| Garment export orders from Pakistan
are diverted to other countries
Export orders of $57.6 million for readymade and
knitwear garments have been diverted from Pakistan to the regional
competitors like India, Sri Lanka and Bangladesh during the current
fiscal year.
Levy of anti-dumping duty, increasing cost of
production, higher mark-up rates, reduction in cotton production,
non-adjustment of exchange rates and non-availability of technical
staff are the continuously hurting textile exports.

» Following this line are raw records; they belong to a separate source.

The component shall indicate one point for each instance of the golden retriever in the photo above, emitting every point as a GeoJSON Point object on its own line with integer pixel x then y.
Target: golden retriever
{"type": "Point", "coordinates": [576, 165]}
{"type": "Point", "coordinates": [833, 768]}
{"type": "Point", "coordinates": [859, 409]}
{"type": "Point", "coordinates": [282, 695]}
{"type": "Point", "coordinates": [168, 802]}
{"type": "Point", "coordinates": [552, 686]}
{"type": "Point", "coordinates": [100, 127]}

Sources said that Textile Commissioner Muhammad
Idrees had held a meeting with the major textile industrialists to
discuss the problems being faced by them due to power shortage. The
textile industrialists demanded of the government to eliminate customs
duty on the import of power generators.
They emphasized that as compared to last year the
inquiries for sampling of textile exports had come down to one-third
due to untimely deliveries of export orders and high cost of
production that led to 12% increase in the prices of products as
compared to the regional competitors.
Moreover, Bangladesh enjoys zero duty on its
fabric import from European Union (EU), while Pakistani exporters have
to pay 10% import duty. There are one million garment workers in
Bangladesh, whose average wage is Rs 1,400 while Pakistani workers get
minimum wage of Rs 4,000, despite the fact labor in Bangladesh is more
skilled than Pakistan.
Total international trade in textiles is
currently about $350 billion, out of which Pakistan's share is less
than 3%. By the year 2014, this global volume is expected to touch
$800 billion.
If Pakistan maintains its current share, textile
exports will increase by three times if Pakistan can double its share,
the textile exports may increase by six times to almost $50 billion.